2) Optically driven matter
Recent developments in ultrafast laser technology has opened the way to coherently drive materials into novel states of matter. Within this project we will explore the the dynamical non-equilibrium properties of spin-orbit coupled quantum matter, which includes optically inducing and manipulating skyrmions in chiral magnets as well as inducing novel collective spin-charge coupled excitations in topological insulators. Ideally candidates for this position have experience in ultrafast pump-probe and/or time domain THz experiments.
Spin-polarized tunneling spectroscopy
Low temperature spin-polarized scanning tunneling microscopy and spectroscopy in magnetic fields is the tool to uncover spin structures at surfaces on the atomic scale. At the heart of the project is the spin structure analysis of in situ synthesized organometallic nanowires, of 2D-material/ferromagnet hybrid structures, and of skyrmion systems based on rare earth layers. The applicant will have access to a variable temperature as well as a 4 K system, and be responsible for a 300 mK STM/STS instrument with vector magnet.
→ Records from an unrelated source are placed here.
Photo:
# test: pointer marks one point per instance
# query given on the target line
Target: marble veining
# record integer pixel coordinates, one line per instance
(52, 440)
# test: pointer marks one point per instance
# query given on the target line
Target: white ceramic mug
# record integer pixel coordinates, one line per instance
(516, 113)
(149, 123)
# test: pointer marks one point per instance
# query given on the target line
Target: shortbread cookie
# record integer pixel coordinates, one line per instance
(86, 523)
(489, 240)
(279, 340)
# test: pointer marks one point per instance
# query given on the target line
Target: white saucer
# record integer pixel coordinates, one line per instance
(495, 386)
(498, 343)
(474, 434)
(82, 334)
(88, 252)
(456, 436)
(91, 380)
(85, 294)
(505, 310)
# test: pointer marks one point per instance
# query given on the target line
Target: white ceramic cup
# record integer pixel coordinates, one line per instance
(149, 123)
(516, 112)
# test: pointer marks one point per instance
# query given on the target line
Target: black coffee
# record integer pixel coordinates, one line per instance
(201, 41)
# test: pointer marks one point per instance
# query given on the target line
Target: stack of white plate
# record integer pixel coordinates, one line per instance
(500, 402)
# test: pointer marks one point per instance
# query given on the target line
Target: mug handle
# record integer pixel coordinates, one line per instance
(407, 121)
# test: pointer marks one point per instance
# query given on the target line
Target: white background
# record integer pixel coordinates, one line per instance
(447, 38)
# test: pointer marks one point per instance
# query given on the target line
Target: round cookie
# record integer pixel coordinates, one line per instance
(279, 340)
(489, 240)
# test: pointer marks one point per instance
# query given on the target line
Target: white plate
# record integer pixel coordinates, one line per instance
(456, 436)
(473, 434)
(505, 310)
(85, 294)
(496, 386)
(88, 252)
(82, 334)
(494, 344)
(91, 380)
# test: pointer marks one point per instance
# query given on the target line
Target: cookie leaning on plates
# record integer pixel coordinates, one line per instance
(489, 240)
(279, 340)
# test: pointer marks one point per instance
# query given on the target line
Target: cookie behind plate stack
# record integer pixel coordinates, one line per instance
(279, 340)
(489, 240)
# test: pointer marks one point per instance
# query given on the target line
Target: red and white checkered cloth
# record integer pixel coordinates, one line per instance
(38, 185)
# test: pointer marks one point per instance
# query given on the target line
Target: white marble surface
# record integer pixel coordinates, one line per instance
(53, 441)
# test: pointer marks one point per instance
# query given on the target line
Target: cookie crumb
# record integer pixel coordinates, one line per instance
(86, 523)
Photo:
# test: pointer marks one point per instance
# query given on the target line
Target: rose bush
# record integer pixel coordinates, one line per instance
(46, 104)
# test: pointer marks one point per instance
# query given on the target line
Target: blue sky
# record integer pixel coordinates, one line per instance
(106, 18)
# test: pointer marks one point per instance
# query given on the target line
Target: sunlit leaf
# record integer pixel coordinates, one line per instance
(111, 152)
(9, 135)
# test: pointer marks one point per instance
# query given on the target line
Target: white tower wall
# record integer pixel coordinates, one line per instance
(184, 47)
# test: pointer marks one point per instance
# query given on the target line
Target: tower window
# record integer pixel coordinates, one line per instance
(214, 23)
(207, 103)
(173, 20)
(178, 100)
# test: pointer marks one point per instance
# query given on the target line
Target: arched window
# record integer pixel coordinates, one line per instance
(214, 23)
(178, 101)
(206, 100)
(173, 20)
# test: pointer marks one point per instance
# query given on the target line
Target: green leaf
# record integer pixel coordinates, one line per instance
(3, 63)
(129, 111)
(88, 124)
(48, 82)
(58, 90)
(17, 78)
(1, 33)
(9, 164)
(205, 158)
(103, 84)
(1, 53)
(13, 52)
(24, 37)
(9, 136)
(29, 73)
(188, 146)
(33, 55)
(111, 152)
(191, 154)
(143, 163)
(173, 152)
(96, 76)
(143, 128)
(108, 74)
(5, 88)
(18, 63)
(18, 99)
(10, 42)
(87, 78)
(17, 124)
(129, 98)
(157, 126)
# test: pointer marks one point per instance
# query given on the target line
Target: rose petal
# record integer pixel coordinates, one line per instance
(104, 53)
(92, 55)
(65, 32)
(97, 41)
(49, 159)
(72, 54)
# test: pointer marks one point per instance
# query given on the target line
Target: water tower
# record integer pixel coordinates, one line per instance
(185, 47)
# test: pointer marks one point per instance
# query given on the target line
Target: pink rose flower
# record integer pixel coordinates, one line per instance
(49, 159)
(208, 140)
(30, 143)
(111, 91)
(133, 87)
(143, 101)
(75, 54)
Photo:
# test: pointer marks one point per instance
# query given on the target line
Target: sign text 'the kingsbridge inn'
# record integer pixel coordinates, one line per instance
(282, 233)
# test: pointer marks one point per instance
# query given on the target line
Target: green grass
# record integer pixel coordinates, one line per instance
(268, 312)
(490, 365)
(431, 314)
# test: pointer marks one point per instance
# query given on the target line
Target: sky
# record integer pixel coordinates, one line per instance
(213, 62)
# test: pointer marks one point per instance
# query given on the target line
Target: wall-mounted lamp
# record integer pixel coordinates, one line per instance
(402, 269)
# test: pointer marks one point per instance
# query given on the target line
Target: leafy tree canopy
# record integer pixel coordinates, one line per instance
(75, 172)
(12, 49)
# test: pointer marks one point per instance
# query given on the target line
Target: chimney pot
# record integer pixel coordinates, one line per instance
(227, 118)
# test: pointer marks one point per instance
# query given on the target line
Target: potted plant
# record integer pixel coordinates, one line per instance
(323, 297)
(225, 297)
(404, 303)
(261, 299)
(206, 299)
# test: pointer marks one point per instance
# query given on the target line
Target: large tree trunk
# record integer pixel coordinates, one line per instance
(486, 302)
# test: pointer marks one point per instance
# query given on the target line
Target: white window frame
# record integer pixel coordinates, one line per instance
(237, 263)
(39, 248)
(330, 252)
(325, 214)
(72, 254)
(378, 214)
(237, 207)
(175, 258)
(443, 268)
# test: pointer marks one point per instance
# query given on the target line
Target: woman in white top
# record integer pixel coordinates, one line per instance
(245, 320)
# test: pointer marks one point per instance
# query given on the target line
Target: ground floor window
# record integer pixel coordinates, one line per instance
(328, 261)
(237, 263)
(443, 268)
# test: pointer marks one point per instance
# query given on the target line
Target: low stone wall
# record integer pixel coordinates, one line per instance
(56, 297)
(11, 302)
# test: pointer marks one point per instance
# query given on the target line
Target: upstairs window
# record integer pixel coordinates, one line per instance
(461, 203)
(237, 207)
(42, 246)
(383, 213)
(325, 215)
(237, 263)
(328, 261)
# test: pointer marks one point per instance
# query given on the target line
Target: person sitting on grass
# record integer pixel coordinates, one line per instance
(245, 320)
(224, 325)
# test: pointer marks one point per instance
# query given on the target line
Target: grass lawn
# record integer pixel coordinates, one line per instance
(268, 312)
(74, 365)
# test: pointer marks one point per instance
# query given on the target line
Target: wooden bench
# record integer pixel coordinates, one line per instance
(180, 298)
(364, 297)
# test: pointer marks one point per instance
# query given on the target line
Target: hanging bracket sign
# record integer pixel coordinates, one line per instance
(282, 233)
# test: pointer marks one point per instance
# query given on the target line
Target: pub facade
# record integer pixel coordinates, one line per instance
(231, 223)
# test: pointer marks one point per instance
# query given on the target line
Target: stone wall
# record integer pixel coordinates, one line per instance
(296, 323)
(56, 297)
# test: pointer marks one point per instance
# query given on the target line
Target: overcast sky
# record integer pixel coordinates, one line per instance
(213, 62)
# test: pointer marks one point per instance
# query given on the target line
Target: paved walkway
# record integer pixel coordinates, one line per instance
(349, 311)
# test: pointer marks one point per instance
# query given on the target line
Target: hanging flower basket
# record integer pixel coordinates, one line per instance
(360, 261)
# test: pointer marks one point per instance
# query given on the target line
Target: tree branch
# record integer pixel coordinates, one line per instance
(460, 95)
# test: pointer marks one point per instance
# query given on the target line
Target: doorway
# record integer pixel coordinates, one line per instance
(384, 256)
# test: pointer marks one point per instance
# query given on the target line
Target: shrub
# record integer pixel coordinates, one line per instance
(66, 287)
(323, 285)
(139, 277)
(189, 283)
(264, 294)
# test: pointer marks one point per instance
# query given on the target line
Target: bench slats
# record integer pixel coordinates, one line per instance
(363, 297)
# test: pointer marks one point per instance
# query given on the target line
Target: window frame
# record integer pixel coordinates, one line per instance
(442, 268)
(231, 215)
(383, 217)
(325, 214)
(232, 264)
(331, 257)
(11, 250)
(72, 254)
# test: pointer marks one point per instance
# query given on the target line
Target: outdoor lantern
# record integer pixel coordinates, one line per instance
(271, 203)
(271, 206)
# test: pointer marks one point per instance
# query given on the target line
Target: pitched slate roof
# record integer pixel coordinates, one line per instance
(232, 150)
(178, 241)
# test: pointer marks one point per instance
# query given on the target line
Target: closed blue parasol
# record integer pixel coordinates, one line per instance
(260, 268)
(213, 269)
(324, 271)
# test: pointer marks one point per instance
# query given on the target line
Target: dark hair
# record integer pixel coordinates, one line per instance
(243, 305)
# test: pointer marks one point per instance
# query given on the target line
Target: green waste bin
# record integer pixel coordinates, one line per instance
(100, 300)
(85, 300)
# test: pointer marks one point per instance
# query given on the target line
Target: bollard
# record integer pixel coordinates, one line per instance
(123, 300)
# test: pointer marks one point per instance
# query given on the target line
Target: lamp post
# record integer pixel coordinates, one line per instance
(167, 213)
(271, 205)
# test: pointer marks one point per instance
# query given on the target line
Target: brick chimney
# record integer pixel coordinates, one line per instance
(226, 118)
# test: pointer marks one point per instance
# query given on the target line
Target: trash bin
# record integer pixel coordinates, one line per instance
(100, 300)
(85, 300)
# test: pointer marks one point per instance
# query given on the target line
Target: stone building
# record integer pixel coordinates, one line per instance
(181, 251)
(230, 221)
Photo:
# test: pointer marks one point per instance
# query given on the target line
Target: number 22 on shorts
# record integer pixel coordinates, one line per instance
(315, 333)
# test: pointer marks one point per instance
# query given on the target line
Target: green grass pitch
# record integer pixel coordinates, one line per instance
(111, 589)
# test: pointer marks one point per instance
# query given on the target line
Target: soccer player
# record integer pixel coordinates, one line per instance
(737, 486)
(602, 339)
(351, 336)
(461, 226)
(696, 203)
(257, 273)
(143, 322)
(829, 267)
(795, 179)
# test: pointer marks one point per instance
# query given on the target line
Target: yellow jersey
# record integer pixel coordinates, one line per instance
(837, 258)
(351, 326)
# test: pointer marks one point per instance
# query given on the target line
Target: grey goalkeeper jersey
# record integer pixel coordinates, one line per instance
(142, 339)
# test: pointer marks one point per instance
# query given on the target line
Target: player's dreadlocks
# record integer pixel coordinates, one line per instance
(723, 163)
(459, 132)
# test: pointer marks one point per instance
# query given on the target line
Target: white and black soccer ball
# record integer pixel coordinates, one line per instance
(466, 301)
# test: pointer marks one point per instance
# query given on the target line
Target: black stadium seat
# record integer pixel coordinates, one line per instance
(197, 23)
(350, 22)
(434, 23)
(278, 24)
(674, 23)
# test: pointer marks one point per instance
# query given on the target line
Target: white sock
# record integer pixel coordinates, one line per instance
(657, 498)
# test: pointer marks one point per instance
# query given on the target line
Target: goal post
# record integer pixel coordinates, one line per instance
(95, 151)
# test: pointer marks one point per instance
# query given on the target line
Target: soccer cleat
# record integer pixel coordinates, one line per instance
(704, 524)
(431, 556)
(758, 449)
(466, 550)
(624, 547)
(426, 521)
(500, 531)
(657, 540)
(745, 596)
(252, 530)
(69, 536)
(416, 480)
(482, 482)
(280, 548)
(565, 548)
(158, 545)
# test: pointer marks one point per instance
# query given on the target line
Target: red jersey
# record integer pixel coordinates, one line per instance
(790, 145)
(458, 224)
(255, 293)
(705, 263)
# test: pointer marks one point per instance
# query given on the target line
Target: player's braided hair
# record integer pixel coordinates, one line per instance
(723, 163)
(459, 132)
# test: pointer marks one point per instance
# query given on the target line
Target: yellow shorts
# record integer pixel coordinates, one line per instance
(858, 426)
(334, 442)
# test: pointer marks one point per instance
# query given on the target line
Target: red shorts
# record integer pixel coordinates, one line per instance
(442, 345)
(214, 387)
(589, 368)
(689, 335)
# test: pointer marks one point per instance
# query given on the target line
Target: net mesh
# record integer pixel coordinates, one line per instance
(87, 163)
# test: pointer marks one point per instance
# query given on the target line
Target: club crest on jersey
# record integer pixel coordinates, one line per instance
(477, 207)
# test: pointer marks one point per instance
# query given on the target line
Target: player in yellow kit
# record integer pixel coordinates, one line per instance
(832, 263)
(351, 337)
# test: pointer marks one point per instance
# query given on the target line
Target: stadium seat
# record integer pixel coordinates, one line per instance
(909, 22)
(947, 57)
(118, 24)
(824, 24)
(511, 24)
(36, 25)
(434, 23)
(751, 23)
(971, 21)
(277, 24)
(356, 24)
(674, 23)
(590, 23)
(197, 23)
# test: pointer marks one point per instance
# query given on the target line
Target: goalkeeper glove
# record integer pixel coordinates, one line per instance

Scientific qualification of the Postdoc will be supported. The position will be available starting with January 2018 and applications should be submitted no later than 15th September 2017.
Spectroscopy in the THz range has experienced an enormous development in recent years. For investigations of condensed matter, the combination of THz frequencies, low temperatures, and high magnetic fields is particularly interesting. We employ a unique continuous-wave THz spectrometer based on photomixing with phase-sensitive homodyne detection which offers a series of attractive features: magnetic fields up to 10 T, temperature range of 2 – 300 K, broad frequency range (about 60 GHz to 2 THz) with a high resolution (a few MHz), and detection of both amplitude and phase.
The successful candidate will employ THz spectroscopy – in combination with optical spectroscopy at higher frequencies - to study the properties of materials which are governed by strong spin-orbit coupling, electronic correlations, and/or topology. Examples are topological insulators, iridates, and multiferroics.